Yes, I feel horrible when others feel horrible, and vice versa. I don't know if 'I' expect to alter it, but I do feel partly to blame. Or sad, also.
 
Yes, I feel horrible when others feel horrible, and vice versa. I don't know if 'I' expect to alter it, but I do feel partly to blame. Or sad, also.

Me, too - horrible when others feel horrible.

However, sometimes I feel sad/envious when they're extremely happy.....which I know is wrong....and I feel guilty about it and try my best to hide it.
 
"Don't you dare cry!" "If you think that hurt....." "You better not make a sound or I will make it worse!" "You better shut that kid up or....." etc., etc., etc.

That is what teaches us to stuff our emotions, or at least it did me. It also made me feel as though I have to "fix" everything and make someone else "happy", because if I fail then something horrible will happen to them. So any negative emotion terrifies me.

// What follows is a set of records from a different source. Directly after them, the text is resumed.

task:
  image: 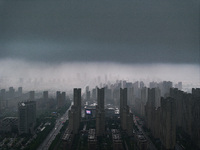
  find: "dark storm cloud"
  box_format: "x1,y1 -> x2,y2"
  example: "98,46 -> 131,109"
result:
0,0 -> 199,63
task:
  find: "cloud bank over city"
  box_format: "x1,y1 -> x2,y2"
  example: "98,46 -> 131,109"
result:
0,0 -> 200,64
0,60 -> 200,91
0,0 -> 200,89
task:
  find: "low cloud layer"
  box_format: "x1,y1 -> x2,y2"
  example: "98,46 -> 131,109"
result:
0,59 -> 200,91
0,0 -> 200,64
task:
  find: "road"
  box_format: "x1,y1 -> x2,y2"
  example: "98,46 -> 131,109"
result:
133,115 -> 157,150
38,106 -> 71,150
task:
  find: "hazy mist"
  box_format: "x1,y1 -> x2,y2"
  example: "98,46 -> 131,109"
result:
0,59 -> 200,91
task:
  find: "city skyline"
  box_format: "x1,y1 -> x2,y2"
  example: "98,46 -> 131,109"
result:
0,0 -> 200,90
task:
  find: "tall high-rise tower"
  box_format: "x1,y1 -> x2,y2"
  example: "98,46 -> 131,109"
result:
68,88 -> 81,134
96,88 -> 105,136
120,88 -> 127,126
18,101 -> 36,134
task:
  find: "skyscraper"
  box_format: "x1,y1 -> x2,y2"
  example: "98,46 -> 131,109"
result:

Does anyone else feel this way?

Oh yeah.
 
I often crumple physically when I witness someone going through too much pain. I overreact with empathy. I also have another friend with PTSD who is even worse than I am with coping in the face of others' emotions.

Also with the cartoon thing, geeze that's annoying. I saw "UP!", didn't cry at the sad montage or the mailbox part or anything else, but when he yelled, "BAD DOG!" at Doug, I totally lost it. Getting emotional just remembering that scene. Good grief.